Elimi uzatmadan başımla selam veriyorum bazen...
Bazen de karşımdakini bekleyip ne yapacağına bakıyorum.
Sağ elini kalbine götürenler de var, yumruğuyla selam veren de, ayaklarını kullananlar da...
Doğrusunu söylemek gerekirse hiçbiri o dostane kucaklaşmanın yerini tutmuyor.
Onun için de epey zamana ihtiyacımız var.
Toplantıları da özledim
Zoom, Microsoft Teams ya da Google Meet; hepsini bu dönemde kullandım. Hepsi de işimizi gördü, her alternatif kolaylıklar sağladı. Buluşamadığımız, toplanamadığımız günlerde bizi küçük bir ekranda bir araya getirdi. Teknolojiye teşekkür etmemiz lazım. Yine de karşılıklı, içten, samimi, göz göze geldiğimiz, vücut dillerini okuduğumuz o toplantıların yerini tutmaz. Bazen konuşurken konsantrasyonum bozuldu; kime, nereye bakacağımı bilemedim. Teknoloji her kolaylığı sağlasa da ben galiba geleneksel yöntemleri daha çok seviyorum. Koronasız o buluşmaları özlediğimi söylemek istiyorum.
Ama şunu da görüyorum.
Bazı toplantılar bu yöntemlerle olmaya devam edecek.

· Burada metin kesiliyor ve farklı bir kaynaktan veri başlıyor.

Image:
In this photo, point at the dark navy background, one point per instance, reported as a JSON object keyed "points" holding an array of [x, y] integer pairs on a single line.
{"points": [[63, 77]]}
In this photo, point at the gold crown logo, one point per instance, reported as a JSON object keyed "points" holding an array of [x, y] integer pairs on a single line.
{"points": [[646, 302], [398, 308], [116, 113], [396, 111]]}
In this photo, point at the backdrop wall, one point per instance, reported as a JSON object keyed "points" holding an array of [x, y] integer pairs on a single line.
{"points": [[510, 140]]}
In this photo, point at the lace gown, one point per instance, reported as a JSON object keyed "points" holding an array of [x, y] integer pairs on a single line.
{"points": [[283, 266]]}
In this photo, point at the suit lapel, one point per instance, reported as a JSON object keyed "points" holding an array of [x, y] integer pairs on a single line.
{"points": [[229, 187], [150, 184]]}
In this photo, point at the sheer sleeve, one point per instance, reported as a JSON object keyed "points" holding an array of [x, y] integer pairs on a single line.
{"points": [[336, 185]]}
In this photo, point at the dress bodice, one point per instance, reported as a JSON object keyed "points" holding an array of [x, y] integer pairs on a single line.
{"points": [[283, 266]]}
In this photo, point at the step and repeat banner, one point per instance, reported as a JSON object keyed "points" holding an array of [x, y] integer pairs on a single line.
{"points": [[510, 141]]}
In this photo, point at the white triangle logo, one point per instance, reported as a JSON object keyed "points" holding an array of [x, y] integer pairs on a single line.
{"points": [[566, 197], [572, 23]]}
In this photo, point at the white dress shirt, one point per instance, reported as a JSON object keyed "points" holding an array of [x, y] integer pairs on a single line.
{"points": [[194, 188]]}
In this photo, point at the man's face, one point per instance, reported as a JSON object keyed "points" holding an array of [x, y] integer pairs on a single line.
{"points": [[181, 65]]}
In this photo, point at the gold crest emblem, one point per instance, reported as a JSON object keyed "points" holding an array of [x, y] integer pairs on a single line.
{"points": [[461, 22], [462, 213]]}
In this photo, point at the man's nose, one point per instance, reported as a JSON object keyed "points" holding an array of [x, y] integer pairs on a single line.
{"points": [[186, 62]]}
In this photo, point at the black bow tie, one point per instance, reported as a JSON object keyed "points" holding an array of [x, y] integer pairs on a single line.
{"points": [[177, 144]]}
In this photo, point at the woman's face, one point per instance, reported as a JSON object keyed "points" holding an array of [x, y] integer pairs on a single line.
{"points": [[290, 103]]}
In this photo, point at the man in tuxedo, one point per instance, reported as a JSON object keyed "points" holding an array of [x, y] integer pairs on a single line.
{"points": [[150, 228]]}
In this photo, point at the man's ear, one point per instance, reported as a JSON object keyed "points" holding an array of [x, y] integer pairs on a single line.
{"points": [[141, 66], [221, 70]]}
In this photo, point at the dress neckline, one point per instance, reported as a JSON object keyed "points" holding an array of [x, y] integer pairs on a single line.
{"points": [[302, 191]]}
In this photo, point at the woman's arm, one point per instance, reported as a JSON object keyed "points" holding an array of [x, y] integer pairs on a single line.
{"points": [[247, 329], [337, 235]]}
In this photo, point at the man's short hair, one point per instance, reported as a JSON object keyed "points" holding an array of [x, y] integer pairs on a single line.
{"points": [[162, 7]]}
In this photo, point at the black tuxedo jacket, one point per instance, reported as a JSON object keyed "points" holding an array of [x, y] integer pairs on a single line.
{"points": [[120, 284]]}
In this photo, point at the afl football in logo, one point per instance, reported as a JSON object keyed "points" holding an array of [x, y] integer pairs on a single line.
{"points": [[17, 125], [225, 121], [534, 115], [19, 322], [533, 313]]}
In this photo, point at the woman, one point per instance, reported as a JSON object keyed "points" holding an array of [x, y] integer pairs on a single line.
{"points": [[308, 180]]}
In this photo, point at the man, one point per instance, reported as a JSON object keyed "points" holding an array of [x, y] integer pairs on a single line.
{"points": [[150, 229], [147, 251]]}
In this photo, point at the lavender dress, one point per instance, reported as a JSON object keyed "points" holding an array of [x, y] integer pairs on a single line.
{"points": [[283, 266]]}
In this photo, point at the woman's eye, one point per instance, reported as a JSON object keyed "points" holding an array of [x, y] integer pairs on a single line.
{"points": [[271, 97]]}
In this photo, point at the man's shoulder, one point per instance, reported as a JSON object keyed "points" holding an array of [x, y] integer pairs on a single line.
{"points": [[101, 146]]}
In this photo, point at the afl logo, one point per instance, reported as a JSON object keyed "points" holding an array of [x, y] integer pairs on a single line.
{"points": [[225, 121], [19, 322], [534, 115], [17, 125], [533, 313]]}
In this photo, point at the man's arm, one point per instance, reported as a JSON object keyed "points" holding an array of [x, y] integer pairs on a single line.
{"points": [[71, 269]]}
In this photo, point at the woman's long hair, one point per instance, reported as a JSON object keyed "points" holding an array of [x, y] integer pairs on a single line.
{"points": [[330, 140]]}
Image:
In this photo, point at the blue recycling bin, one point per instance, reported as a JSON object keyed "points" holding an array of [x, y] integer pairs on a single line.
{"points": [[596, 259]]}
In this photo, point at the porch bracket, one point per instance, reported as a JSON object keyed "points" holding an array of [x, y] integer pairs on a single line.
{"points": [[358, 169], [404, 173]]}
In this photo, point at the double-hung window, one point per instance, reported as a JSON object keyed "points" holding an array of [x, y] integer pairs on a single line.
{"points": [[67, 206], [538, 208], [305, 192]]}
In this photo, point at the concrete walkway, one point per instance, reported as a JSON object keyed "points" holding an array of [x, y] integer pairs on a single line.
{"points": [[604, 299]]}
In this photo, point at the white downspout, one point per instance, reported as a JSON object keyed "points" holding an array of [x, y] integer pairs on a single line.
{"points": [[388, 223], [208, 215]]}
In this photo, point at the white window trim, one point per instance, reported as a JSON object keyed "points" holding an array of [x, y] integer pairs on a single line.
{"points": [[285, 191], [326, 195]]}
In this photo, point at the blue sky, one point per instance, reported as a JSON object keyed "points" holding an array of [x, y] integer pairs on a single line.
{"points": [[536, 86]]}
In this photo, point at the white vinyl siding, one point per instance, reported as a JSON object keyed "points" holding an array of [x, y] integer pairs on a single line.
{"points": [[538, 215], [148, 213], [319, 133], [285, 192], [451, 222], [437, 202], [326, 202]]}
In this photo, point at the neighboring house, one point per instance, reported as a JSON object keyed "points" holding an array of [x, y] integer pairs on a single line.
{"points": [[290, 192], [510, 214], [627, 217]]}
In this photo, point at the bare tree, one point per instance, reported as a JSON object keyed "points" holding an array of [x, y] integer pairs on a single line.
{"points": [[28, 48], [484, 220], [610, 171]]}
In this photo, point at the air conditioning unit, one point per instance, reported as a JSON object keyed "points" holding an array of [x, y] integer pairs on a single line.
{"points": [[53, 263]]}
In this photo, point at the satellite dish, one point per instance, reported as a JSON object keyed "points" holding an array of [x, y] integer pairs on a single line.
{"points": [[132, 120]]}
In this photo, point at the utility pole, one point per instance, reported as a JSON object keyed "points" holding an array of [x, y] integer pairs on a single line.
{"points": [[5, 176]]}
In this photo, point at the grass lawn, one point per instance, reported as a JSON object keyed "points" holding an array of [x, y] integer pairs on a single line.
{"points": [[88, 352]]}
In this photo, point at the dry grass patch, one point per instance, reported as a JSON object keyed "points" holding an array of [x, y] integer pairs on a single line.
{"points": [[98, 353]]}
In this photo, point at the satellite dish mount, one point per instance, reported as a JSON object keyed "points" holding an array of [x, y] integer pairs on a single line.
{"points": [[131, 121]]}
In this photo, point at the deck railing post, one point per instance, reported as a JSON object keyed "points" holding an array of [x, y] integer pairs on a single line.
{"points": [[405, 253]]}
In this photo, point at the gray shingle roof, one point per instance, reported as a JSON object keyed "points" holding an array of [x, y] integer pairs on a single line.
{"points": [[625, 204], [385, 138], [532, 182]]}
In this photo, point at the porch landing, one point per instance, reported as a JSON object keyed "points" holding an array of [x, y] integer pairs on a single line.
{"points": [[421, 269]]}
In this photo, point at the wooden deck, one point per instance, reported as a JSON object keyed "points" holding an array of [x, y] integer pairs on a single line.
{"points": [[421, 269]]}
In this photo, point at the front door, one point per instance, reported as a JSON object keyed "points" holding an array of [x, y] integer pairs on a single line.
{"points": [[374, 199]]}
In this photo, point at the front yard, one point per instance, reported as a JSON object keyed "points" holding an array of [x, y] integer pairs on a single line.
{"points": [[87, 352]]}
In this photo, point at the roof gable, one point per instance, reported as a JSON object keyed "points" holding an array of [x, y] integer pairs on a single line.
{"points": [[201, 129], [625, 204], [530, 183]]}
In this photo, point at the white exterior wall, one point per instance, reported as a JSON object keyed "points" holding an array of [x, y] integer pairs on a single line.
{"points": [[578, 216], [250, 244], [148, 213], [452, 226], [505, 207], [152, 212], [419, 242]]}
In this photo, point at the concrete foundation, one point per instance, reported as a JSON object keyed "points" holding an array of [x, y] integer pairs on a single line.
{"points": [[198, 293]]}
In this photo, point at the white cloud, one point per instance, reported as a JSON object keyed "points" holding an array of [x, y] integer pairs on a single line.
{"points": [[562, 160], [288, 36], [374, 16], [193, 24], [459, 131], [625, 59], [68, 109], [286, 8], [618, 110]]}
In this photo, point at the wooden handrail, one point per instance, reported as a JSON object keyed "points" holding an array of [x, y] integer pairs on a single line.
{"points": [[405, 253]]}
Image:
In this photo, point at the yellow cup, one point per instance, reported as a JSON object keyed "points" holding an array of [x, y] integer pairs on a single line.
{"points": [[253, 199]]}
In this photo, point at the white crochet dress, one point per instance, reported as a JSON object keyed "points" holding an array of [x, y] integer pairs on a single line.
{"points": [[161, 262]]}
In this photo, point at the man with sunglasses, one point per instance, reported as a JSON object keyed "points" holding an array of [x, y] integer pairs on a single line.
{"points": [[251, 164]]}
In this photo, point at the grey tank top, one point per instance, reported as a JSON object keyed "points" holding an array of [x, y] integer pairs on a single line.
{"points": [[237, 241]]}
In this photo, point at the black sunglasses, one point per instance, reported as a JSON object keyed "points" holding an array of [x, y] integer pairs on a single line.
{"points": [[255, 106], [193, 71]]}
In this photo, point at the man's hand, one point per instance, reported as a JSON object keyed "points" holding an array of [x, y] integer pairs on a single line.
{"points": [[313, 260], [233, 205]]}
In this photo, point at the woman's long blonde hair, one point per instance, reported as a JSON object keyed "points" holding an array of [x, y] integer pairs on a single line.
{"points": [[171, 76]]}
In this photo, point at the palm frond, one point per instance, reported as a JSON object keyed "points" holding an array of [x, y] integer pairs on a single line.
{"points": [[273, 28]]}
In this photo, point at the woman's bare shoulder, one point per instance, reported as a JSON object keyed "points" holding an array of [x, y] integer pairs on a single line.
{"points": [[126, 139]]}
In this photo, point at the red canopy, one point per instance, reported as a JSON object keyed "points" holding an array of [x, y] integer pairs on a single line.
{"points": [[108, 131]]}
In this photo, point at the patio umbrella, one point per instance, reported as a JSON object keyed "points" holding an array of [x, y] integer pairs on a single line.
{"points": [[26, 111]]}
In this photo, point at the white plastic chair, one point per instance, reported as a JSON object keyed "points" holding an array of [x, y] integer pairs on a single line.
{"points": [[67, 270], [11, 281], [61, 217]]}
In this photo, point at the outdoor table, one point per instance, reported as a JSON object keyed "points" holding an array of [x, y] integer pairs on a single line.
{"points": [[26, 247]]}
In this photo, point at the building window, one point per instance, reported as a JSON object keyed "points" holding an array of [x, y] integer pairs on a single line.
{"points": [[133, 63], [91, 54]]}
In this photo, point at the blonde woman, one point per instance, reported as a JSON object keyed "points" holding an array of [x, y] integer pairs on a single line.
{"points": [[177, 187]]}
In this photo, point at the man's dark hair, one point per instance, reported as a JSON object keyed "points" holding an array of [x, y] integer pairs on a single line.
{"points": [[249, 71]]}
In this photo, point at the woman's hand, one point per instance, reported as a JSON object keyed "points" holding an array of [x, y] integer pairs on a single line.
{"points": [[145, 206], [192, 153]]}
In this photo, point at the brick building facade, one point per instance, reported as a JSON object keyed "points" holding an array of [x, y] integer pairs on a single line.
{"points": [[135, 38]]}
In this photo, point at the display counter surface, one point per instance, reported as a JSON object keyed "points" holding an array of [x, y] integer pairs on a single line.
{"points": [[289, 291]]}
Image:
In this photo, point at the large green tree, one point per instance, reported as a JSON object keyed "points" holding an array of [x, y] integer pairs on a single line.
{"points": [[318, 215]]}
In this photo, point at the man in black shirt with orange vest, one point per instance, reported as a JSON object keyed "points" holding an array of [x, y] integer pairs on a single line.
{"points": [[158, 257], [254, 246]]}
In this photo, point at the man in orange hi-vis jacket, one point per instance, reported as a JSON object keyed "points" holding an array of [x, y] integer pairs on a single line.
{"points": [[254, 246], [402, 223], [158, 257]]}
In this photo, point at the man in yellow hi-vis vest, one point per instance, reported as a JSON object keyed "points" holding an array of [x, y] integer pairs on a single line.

Belki klasik yöntemler bitmeyecek ama sayıları azalacak, insanlar sanal ortamda buluşmayı birçok açıdan daha avantajlı bulacak.
Alışmalıyız...
STK’larda üyeler azalır
aidatlar zor toplanır
BU dönem sivil toplum örgütleri için de yeni bir dönem olacak. Uzun zamandır dikkat çekiyorum. Geçmişi çok eski olan birçok derneğin, vakfın üye kayıpları son yıllarda çok artmıştı. Bunu gayet iyi de anlıyorum. Hayat hızlandı, dış etkenler çoğaldı, insanların birden fazla derneğe üye olma şansı arttı, alternatifler çoğaldı, yaşam zorlaştı, maddi imkanlar ve aidatlar insanları zorlamaya başladı.
Ve her dernek, vakıf birbirine benzer hale geldi.
O yüzden kendini yenileyemeyen, yenilikler sunmayan, ilgi çekmeyen her dernek için bu kayıplar devam edecekti.
Şimdi diyorum ki; kar gibi eriyecek.
Pandemi sonrasında derneklerin aidat alması, toplanması çok zorlaşacak.
Birkaç sanal toplantı da üyeleri kesmeyecek, yetmeyecek.
Bence sivil toplum örgütleri bu yeni dönemi iyi kurgulamalı, kendileri için yeni senaryolar yazmalıdır.
Geceden sabaha
her şey değişmez
BÜTÜN bu yazdıklarım elbette bugünden yarına, akşamdan sabaha olmayacak. Biraz zaman alacak ama yaşarken, hayat devam ederken bunları hep göreceğiz. Çünkü bu değişimler kaçınılmaz. Kovid-19 bazı şeyleri hızlandırmış olabilir. Bu salgın olmasaydı da; yapay zeka hayatımızda olacaktı, dijital teknolojileri gündelik hayatımızda daha fazla kullanacaktık.
Ben yine de geleneksel insan ilişkilerinin bu dönem sonrasında belki de daha sıcak, daha samimi bir geri dönüş de yapabileceğini düşünüyorum.